I can’t read Mary Oliver’s poetry (which I have been doing a lot lately), without considering her process. Not knowing anything else, I imagined long walks and lots of quiet pondering. Early mornings. But also late nights afterwards. At a desk. With a warm lamp. Writing, drifting, thinking. I imagined a dog with her, maybe, on these walks or by the fire. Sometimes. Lots of quiet. Upstream, a collection of her essays, filled in some, but not all, of the blanks.
I love Oliver for her poetry, but I read a lot more prose these days. More non-fiction than I ever would have thought when I was younger. It makes me feel old reading essay collections, like such an adult. But I like what I like. What can I say?
Reading Oliver’s essays feels like cheating, though. They are not just completely unlike her poetry. Where her poetry leaves much to the imagination, her essays paint a fuller picture, though they are no less lovely. They feel much more like art than we’re led to believe.
Her first essay, “Upstream,” talks about her childhood and getting “lost” and a writer’s beginning that was a joy to read about, though not surprising, reading her work now. She describes becoming “lost” as a child (not literally lost at all, just wandering in nature, literally upstream), and the desire to be lost again, coming over her “like a vapor.” Yes! And how adulthood claimed her, like so many coats. Also yes!
From her essay “Staying Alive,” this quote:
I read my books with diligence, and mounting skill, and gathering certainty. I read the way a person might swim, to save his or her life. I wrote that way too.
I could carve this on my tombstone. But would need to start writing first, to make it truthful. Though I imagine the downside of lying matters very little once you’re dead.
Another quote from that essay: “You must never stop being whimsical.” I’m trying!
In “Of Power and Time,” she offers that “Creative work needs solitude…Privacy, then. A place apart–to pace, to chew pencils, to scribble and erase and scribble again.” Doesn’t it sound lovely? And later, “I am, myself, three selves at least.” Me too!
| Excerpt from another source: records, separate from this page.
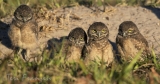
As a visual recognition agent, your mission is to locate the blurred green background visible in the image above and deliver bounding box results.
[0,0,160,18]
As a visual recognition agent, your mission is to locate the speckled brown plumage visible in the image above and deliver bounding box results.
[8,5,38,61]
[83,22,114,66]
[116,21,150,61]
[48,27,87,62]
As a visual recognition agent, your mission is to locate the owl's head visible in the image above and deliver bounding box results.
[68,27,87,47]
[118,21,140,37]
[14,5,33,23]
[88,22,109,41]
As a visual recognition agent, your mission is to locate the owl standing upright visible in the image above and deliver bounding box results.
[83,22,114,66]
[8,5,38,61]
[48,27,87,62]
[116,21,150,61]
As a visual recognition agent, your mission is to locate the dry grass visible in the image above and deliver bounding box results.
[1,0,160,17]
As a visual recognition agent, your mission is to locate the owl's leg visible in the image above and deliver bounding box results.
[24,49,30,61]
[17,48,22,55]
[17,48,27,61]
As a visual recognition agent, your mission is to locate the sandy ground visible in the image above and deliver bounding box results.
[0,5,160,59]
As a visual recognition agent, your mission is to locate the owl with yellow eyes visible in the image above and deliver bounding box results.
[48,27,87,63]
[82,22,114,66]
[116,21,150,61]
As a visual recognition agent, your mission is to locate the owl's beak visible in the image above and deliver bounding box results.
[75,40,80,45]
[122,32,126,37]
[97,32,101,37]
[119,31,126,37]
[75,41,79,44]
[22,18,26,23]
[75,41,83,46]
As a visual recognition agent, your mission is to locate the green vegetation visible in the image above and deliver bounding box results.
[0,48,160,84]
[0,0,160,17]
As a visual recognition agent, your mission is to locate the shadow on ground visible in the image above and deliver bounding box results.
[109,40,121,63]
[0,21,12,49]
[47,36,68,58]
[143,6,160,19]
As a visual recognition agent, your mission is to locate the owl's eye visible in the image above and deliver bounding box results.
[101,29,106,33]
[80,37,83,40]
[128,29,134,33]
[128,30,132,33]
[69,37,74,41]
[92,30,96,33]
[16,14,24,21]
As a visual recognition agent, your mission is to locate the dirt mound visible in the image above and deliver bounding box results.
[0,5,160,59]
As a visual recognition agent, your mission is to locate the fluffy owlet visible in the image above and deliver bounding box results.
[116,21,150,61]
[8,5,38,61]
[48,27,87,62]
[83,22,114,66]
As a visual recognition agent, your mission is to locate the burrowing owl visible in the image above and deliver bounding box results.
[116,21,150,61]
[8,5,38,61]
[48,27,87,62]
[83,22,114,66]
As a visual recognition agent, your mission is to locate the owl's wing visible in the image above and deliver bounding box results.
[64,41,72,60]
[116,35,125,57]
[131,34,149,50]
[117,43,125,58]
[30,20,39,39]
[131,38,150,57]
[8,23,20,48]
[82,45,89,60]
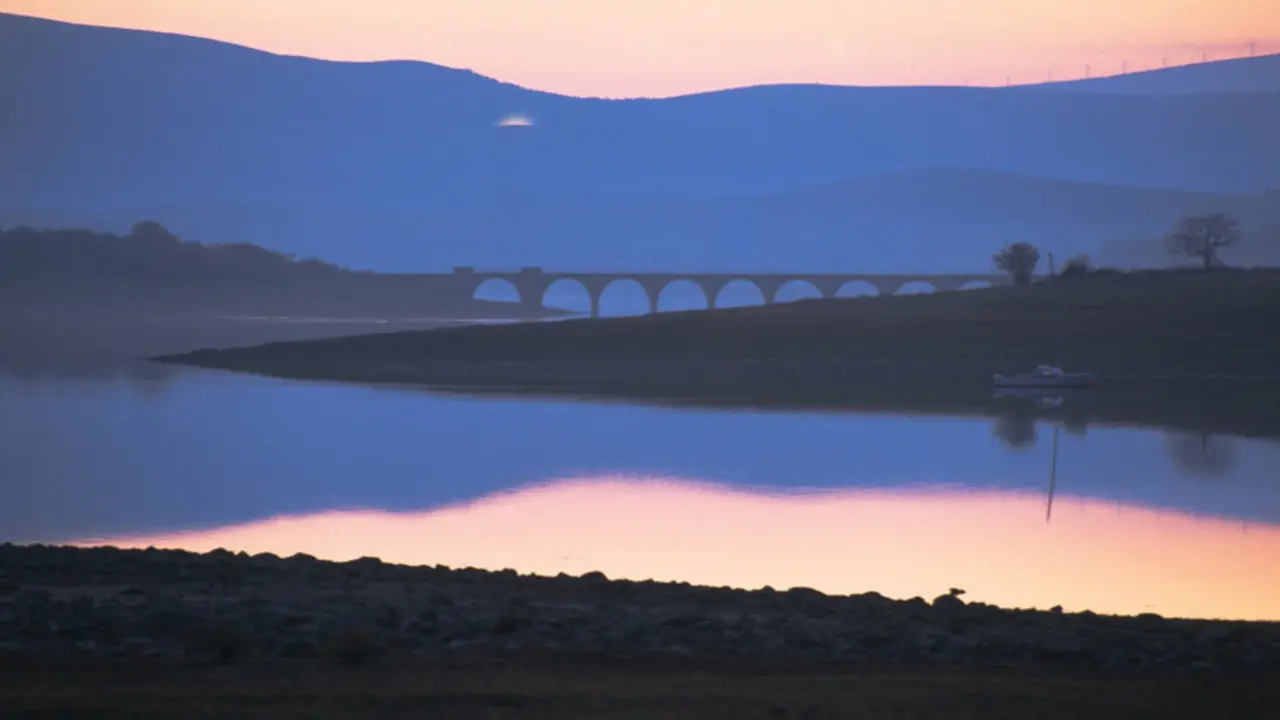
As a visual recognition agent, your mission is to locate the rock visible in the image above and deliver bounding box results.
[185,620,256,664]
[327,629,386,665]
[786,587,827,601]
[1039,630,1084,656]
[14,586,52,605]
[118,637,155,655]
[904,597,931,615]
[932,593,966,613]
[374,605,403,631]
[275,637,322,658]
[492,613,533,635]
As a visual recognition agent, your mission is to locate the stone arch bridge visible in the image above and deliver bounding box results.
[430,267,1010,317]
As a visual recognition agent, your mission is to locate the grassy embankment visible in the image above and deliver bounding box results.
[157,270,1280,435]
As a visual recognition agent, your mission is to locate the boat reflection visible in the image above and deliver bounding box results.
[74,477,1280,621]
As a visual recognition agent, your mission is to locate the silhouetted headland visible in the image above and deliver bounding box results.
[156,268,1280,438]
[0,223,566,324]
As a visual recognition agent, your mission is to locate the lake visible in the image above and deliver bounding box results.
[3,356,1279,622]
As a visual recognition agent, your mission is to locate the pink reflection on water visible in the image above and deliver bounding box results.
[75,477,1280,621]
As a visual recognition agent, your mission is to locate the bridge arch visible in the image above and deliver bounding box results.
[657,279,711,312]
[957,279,993,291]
[541,278,592,315]
[597,278,650,316]
[472,277,522,304]
[714,279,767,308]
[895,281,937,295]
[834,280,880,298]
[773,279,824,304]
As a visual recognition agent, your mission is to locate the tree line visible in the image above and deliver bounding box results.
[993,212,1247,285]
[0,221,345,286]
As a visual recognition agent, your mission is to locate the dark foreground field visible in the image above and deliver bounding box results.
[5,656,1278,719]
[2,545,1279,718]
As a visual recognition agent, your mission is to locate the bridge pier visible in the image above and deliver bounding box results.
[575,277,612,318]
[694,279,730,310]
[810,278,846,300]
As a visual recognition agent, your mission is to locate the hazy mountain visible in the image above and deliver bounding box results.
[7,170,1277,273]
[1025,54,1280,95]
[4,12,1280,207]
[3,12,1279,272]
[0,224,549,320]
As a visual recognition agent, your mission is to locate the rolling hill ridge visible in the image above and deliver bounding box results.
[3,11,1279,271]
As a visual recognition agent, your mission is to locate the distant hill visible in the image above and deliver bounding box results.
[0,222,343,286]
[3,12,1280,272]
[6,171,1278,272]
[0,224,548,319]
[1024,54,1280,95]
I didn’t follow with all her personal selves, but have long been aware of the concept of selves, and the various competing selves within myself. So many versions of me.
In the transition to Section Three, a poem at last (I knew she couldn’t resist). I won’t repeat the whole thing here, but it starts out: “Wherever I’ve lived my room and soon/the entire house is filled with books.” Ain’t that the truth? We are who we are, we book lovers. The rest of the world will just have to deal with it.
An Emerson quote: “A foolish consistency is the hobgoblin of little minds.” Reminds me of What’s Up, Doc? But an excellent concept nonetheless.
From her essay on Edgar Allen Poe: “A normal life includes the occasional black mood.” Indeed.
Also from the Poe essay, and I loved this:
But literature, the best of it, does not aim to be literature. It wants and strives, beyond that artifact part of itself, to be a true part of itself, to be a part of the composite human record–that is, not words but a reality.
So many great little gems, in the middle of an essay from which you could not see such a thoughtful non-sequitur coming.
Also from that essay: “In this universe we are given two gifts: the ability to love, and the ability to ask questions.” I do love both these things, and consider them gifts, I suppose, but I’m still pondering the truth of the statement.
My favorite essay of the whole collection, and I’m not fully sure why, was “Owls.” Oh, I adored it. So gorgeous, so violent, so alive and true. It made me desperate to see as she sees, think as she things, write as she writes. Like all my favorite authors, she wrote it exactly as I imagined it, though more eloquently. Such a good essay!
Her statement from “Winter Hours,” in which she proclaims: “I’ve never been to Rome.” (before you go feeling too sorry for her, she goes on to point out that she has been to England, the “Far East,” Japan, Malaysia, New Zealand, and Indonesia. So it’s not like she’s never been anywhere. Though not to go to Rome is a crime and a travesty. And having been to Rome, not still being there feels criminal as well).
At the end of that same essay, she offers the very insightful paragraph that, for me, sums up so much of what I thought I knew about her from her poetry:
I could not be a poet without the natural world. Someone else could. But not me. For me the door to the woods is the door to the temple.
That is truly how she writes her poetry. I loved this collection of essays. I hope she writes another, and another. Perfection!